The number of farms operated by women has risen over the past two decades, said Claudia Schmidt, assistant professor of marketing and local/regional food systems.

The U.S. Department of Agriculture changed the way it counts the operators of farms in its most recent Census of Agriculture, allowing for up to four principal operators per farm. This has inflated the number of female operators somewhat, but female participation in agriculture is nonetheless at an all-time high, said Schmidt.

“This type of research is needed not just for reasons of equity, but also to support a more diverse and resilient agricultural sector in general,” said Schmidt. “Without knowing more about female farm-operators’ decision making, agricultural service providers have had to make assumptions about the type of information and products that are useful to them. Our analysis shows some of the ways in which female-owned farms are unique and it can offer important insights into how best to serve this population.”

Using data from the U.S. Census of Agriculture from 2002 to 2017, Schmidt and her colleagues developed a statistical model to examine the relationship between a county’s share of female-operated farms and the conditions in the county. Their goal was to shed light on aspects of the local economic and agricultural ecosystems that are most strongly associated with female-owned farms.

The researchers identified 10 economic variables hypothesized to matter, including unemployment, non-farm wages, availability of childcare, and the rate of female participation in the labor force. They also examined the total number of farms, average farm size and annual sales, average farmer age, and the types of farm activities carried out. They looked at each variable in isolation to determine which variables are independently and most strongly associated with the share of female-operated farms.

“We wanted to understand why women are drawn to farming,” said Stephan Goetz, professor of agricultural and regional economics and director of the Northeast Regional Center for Rural Development. “Is it because they want to engage in this kind of work, or is it because they are pushed into farming due to a lack of other economic opportunities locally?
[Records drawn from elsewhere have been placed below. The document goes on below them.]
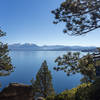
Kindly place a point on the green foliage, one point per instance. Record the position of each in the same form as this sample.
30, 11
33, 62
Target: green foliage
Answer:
5, 61
79, 16
72, 94
72, 63
43, 83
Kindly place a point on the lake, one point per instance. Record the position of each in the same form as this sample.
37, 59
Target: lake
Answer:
27, 64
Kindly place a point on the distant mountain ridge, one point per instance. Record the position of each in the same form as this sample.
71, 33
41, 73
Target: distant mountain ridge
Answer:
34, 47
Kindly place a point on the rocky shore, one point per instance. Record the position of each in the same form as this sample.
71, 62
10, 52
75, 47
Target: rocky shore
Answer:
16, 91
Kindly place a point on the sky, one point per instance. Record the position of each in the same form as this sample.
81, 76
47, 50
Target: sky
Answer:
30, 21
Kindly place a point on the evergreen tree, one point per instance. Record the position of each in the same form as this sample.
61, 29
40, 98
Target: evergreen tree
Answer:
5, 61
79, 16
43, 84
72, 63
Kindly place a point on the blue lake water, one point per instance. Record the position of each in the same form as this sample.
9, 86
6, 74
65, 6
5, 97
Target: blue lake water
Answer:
27, 64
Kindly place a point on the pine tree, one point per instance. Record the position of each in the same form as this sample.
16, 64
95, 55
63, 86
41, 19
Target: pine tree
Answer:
5, 61
43, 84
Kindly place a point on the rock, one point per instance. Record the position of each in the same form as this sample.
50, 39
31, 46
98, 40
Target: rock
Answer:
16, 91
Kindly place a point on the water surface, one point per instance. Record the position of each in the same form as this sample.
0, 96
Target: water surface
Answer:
27, 64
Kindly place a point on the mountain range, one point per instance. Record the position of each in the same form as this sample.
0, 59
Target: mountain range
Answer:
34, 47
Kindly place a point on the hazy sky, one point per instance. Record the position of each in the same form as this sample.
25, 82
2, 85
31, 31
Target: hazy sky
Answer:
30, 21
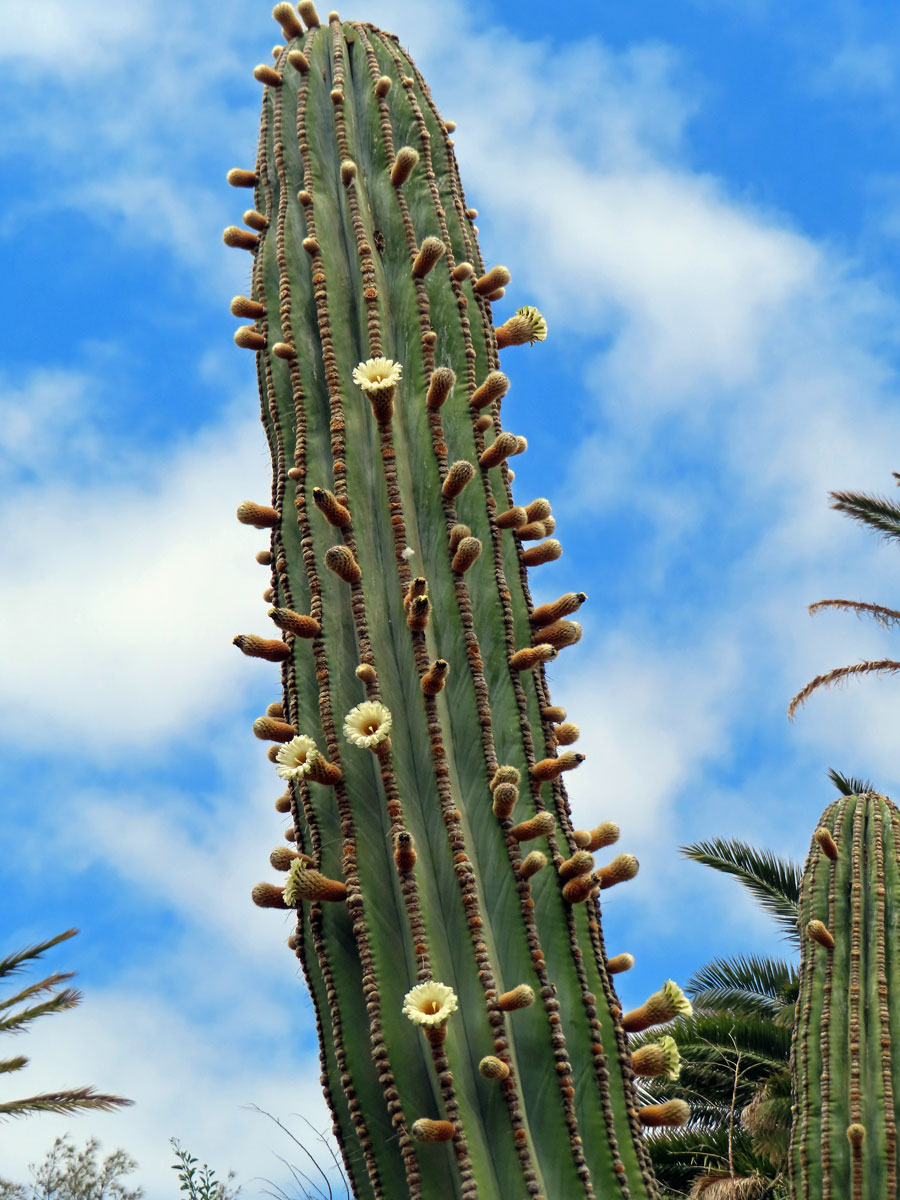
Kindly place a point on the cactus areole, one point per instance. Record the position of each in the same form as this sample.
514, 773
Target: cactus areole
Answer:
846, 1043
370, 317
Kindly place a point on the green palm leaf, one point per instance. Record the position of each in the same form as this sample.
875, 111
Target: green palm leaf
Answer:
748, 985
849, 785
772, 880
876, 511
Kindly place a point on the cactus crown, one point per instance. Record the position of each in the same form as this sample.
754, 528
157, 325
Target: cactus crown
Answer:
402, 600
845, 1066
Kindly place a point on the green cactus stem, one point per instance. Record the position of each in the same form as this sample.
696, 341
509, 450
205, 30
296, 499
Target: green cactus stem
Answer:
846, 1038
471, 1037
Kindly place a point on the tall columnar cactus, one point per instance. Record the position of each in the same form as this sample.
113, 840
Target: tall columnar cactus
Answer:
846, 1042
448, 919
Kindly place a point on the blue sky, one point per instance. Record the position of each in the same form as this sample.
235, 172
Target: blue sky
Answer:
702, 197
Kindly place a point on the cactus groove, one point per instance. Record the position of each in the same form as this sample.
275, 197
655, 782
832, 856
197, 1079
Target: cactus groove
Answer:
846, 1074
402, 601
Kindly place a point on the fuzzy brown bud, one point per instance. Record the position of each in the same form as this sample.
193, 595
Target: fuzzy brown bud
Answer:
403, 851
532, 863
261, 516
539, 826
418, 587
552, 768
502, 447
425, 1129
456, 534
262, 647
333, 510
268, 895
492, 1067
295, 622
340, 559
419, 613
605, 834
567, 735
439, 388
457, 477
581, 863
466, 555
532, 657
287, 18
519, 997
544, 552
826, 844
240, 178
403, 165
567, 604
267, 75
269, 729
817, 931
559, 635
433, 681
495, 388
672, 1113
256, 220
504, 799
579, 889
251, 310
283, 857
431, 251
497, 277
505, 774
513, 519
307, 11
532, 531
622, 868
249, 339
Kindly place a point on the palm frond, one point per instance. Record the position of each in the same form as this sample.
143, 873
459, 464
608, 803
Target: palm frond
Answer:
880, 666
773, 881
886, 617
678, 1155
849, 785
16, 1021
730, 1187
13, 963
876, 511
749, 985
76, 1101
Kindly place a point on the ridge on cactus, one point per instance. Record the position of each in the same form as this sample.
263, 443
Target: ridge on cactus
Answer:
419, 893
845, 1067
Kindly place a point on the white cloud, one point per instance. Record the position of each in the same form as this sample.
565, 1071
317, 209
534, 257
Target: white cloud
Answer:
186, 1081
127, 595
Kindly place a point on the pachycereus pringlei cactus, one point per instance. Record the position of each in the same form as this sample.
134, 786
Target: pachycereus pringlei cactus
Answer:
448, 922
846, 1043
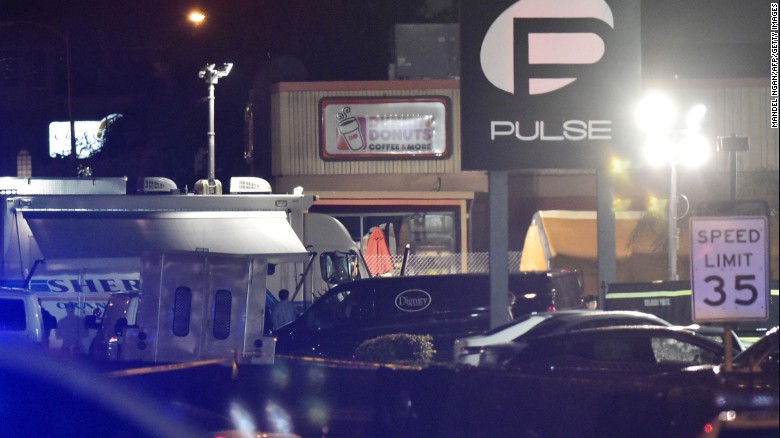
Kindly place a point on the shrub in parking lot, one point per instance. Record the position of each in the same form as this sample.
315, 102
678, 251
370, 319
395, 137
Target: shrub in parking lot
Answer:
397, 348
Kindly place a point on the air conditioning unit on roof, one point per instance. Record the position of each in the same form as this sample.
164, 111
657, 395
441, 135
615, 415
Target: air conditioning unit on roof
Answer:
157, 184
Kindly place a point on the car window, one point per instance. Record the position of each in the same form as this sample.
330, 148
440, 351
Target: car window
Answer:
12, 315
668, 350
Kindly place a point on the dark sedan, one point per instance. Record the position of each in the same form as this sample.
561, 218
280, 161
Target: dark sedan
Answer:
635, 348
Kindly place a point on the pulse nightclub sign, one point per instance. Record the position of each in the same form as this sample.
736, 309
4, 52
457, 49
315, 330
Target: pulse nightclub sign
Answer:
548, 83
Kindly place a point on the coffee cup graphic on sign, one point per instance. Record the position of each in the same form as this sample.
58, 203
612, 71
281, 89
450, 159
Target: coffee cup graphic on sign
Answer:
349, 128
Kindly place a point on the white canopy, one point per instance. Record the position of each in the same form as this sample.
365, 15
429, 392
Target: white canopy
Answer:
90, 234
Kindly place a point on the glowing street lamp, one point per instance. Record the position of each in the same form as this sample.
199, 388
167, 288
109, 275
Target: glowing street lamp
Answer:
196, 17
665, 143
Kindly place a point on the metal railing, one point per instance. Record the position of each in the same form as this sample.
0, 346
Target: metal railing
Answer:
438, 264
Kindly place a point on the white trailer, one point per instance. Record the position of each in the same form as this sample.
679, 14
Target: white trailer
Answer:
192, 306
76, 241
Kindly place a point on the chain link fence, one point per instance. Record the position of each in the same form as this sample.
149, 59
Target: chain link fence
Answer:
438, 264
We also wanted to examine how local agricultural conditions — what farming generally looks like in a given place — relate to women’s participation in agriculture.”

The analysis, which was recently published in Food Policy, shows that more female-owned farms are found where average farm size is below 50 acres, where annual farm sales average less than $10,000 per farm, where more farms specialize in grazing sheep or goats, and where agritourism activities — which attract visitors to farms — are more common.
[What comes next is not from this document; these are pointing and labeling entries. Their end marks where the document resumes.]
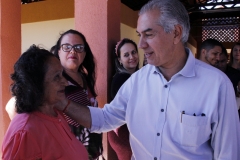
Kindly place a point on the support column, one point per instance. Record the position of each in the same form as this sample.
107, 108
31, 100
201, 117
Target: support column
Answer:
10, 48
99, 21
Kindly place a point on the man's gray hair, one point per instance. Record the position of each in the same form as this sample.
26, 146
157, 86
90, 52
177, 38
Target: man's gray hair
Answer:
172, 12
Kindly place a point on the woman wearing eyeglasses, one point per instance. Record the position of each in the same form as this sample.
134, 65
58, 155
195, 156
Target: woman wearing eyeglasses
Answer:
79, 69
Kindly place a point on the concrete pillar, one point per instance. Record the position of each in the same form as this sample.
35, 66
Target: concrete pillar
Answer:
99, 21
10, 48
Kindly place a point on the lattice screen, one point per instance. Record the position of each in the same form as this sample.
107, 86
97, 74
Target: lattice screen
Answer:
222, 29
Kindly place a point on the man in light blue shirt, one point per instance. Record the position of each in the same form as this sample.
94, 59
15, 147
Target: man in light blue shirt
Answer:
176, 107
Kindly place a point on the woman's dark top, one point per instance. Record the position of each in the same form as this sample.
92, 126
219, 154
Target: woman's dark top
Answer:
119, 138
92, 141
117, 82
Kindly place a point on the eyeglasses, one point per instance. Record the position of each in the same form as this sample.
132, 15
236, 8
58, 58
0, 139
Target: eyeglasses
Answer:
79, 48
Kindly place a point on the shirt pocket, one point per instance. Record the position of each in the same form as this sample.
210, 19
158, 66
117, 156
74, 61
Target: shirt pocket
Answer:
191, 131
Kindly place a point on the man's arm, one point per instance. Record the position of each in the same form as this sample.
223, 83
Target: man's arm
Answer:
76, 111
226, 133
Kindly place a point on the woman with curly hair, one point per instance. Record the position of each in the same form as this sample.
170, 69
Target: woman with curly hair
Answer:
78, 63
39, 131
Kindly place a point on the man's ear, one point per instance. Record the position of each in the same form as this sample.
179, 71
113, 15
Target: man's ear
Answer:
177, 33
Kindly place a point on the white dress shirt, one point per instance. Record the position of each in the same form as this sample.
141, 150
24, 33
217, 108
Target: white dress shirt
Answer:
192, 116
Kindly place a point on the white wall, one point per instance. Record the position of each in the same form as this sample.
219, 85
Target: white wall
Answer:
44, 33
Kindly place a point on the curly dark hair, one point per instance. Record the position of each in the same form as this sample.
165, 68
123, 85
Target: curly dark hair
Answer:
28, 79
118, 66
87, 68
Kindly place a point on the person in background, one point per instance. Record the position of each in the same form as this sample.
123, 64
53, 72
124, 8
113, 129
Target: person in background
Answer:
10, 108
144, 60
126, 63
210, 51
235, 56
232, 73
52, 49
78, 63
175, 108
39, 131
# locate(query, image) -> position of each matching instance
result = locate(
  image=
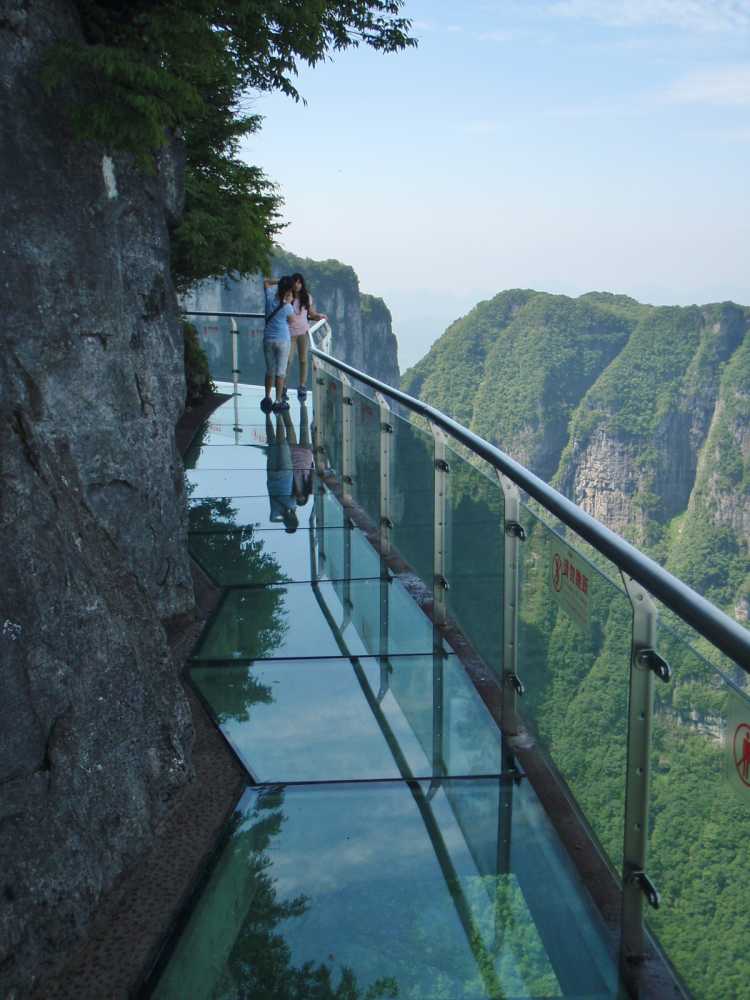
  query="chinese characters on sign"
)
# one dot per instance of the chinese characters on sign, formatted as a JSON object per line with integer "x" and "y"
{"x": 569, "y": 582}
{"x": 737, "y": 744}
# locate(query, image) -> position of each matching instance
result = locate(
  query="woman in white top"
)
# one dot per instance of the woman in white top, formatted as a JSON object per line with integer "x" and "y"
{"x": 299, "y": 324}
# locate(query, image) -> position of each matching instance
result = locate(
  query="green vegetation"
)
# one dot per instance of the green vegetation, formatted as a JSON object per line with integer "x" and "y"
{"x": 656, "y": 401}
{"x": 151, "y": 70}
{"x": 198, "y": 382}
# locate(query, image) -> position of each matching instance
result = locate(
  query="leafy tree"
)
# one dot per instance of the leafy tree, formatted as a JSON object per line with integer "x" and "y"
{"x": 151, "y": 69}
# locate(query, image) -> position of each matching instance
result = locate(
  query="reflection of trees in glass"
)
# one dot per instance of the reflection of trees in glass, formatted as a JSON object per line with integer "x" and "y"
{"x": 231, "y": 691}
{"x": 235, "y": 557}
{"x": 212, "y": 514}
{"x": 259, "y": 964}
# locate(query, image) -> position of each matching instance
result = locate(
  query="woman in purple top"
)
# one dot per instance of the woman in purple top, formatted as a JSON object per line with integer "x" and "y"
{"x": 298, "y": 327}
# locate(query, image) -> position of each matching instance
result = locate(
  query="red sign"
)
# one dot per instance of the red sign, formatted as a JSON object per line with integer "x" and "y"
{"x": 557, "y": 573}
{"x": 742, "y": 752}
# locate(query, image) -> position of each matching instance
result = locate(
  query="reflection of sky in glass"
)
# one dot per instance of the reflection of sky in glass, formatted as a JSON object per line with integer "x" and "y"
{"x": 404, "y": 889}
{"x": 377, "y": 899}
{"x": 316, "y": 723}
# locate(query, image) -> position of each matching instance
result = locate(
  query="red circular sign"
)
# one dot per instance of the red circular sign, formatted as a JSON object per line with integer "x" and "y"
{"x": 557, "y": 573}
{"x": 741, "y": 751}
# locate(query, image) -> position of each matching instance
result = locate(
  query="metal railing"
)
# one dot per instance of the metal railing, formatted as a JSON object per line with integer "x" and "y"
{"x": 643, "y": 580}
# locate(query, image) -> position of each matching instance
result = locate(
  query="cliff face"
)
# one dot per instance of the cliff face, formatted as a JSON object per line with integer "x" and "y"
{"x": 361, "y": 324}
{"x": 639, "y": 414}
{"x": 94, "y": 729}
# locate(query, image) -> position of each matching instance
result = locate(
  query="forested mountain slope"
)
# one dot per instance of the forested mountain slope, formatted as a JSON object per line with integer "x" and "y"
{"x": 639, "y": 413}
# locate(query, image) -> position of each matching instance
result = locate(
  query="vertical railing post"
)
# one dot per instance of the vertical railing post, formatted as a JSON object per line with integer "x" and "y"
{"x": 320, "y": 430}
{"x": 644, "y": 664}
{"x": 440, "y": 558}
{"x": 235, "y": 354}
{"x": 348, "y": 603}
{"x": 438, "y": 687}
{"x": 347, "y": 450}
{"x": 513, "y": 536}
{"x": 386, "y": 438}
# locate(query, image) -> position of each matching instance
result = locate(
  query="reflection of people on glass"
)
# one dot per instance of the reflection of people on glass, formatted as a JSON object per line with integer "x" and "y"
{"x": 302, "y": 456}
{"x": 280, "y": 476}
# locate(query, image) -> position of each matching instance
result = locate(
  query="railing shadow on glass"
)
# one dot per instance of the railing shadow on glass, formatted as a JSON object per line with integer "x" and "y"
{"x": 649, "y": 740}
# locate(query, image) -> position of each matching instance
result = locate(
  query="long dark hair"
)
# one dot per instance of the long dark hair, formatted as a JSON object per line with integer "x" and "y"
{"x": 284, "y": 286}
{"x": 303, "y": 295}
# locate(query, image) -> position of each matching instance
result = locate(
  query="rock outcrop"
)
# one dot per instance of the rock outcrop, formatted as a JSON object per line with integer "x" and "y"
{"x": 640, "y": 414}
{"x": 95, "y": 733}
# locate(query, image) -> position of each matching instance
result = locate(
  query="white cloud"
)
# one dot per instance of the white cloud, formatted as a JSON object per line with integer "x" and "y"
{"x": 694, "y": 15}
{"x": 729, "y": 86}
The researchers also found that direct-to-consumer sales are more prevalent in counties with more female-owned farms. It is therefore not surprising that urban areas with high population densities have more female-owned farms than more rural areas do, said Goetz.

“Our findings suggest that females are more likely to engage in the type of farming that benefits from being in or near urban locations,” said Goetz. “In addition to offering more opportunities to market directly to consumers, urban and suburban locations also offer greater access to childcare than rural areas, and our research showed the availability of childcare is correlated with the number of female-owned farms in a county.”
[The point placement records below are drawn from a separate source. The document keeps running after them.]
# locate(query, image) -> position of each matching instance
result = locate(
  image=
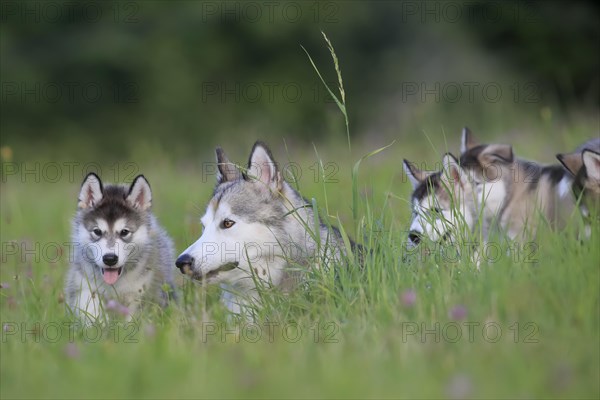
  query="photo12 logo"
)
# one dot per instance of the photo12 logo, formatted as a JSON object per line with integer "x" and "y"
{"x": 270, "y": 331}
{"x": 469, "y": 331}
{"x": 54, "y": 332}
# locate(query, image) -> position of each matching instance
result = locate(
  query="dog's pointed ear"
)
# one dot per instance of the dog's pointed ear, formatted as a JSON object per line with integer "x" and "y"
{"x": 452, "y": 173}
{"x": 467, "y": 141}
{"x": 140, "y": 195}
{"x": 262, "y": 167}
{"x": 591, "y": 161}
{"x": 497, "y": 152}
{"x": 571, "y": 161}
{"x": 226, "y": 170}
{"x": 415, "y": 175}
{"x": 91, "y": 191}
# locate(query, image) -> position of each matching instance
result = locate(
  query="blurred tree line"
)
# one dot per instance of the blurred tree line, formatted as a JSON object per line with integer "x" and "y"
{"x": 185, "y": 74}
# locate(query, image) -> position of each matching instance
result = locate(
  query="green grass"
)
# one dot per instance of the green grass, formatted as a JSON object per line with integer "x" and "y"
{"x": 361, "y": 337}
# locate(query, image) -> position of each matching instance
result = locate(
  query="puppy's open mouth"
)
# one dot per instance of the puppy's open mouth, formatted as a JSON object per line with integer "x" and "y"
{"x": 111, "y": 275}
{"x": 211, "y": 274}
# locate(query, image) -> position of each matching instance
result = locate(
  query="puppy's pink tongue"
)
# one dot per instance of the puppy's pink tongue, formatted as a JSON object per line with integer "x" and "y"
{"x": 110, "y": 275}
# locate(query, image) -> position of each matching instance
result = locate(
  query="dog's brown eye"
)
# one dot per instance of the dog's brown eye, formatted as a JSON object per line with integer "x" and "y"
{"x": 227, "y": 223}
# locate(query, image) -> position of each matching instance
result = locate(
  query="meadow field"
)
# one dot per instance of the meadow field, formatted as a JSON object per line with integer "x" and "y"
{"x": 175, "y": 81}
{"x": 407, "y": 325}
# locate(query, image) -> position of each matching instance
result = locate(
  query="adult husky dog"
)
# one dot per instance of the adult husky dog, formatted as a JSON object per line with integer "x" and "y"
{"x": 121, "y": 252}
{"x": 443, "y": 203}
{"x": 584, "y": 166}
{"x": 256, "y": 227}
{"x": 516, "y": 193}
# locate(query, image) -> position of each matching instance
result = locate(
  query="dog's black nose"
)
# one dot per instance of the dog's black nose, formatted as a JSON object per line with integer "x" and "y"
{"x": 183, "y": 260}
{"x": 414, "y": 237}
{"x": 110, "y": 259}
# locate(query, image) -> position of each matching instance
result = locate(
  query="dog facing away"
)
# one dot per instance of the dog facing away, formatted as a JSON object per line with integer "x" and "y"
{"x": 443, "y": 203}
{"x": 584, "y": 166}
{"x": 515, "y": 193}
{"x": 256, "y": 229}
{"x": 121, "y": 253}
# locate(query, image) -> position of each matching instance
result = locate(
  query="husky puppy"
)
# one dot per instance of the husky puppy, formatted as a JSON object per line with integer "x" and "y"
{"x": 515, "y": 193}
{"x": 121, "y": 253}
{"x": 584, "y": 166}
{"x": 256, "y": 228}
{"x": 443, "y": 203}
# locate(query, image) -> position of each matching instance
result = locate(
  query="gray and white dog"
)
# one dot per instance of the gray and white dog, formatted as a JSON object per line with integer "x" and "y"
{"x": 584, "y": 166}
{"x": 257, "y": 230}
{"x": 516, "y": 194}
{"x": 121, "y": 253}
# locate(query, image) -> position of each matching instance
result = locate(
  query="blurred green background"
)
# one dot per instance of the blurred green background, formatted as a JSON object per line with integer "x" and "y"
{"x": 98, "y": 79}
The researchers also noted that the share of farms with female operators is higher in counties with a greater total number of farms, which could reflect increased opportunities for networking and learning through knowledge-sharing networks.

“Our research suggests that female-owned farms are more common in certain economic and agricultural ecosystems,” Schmidt said. “Therefore, they likely have different needs in terms of education and support, and this research is an important step in identifying these differences.”

Among other questions, future research will look at the impact of female-owned farms on local economic and agricultural conditions.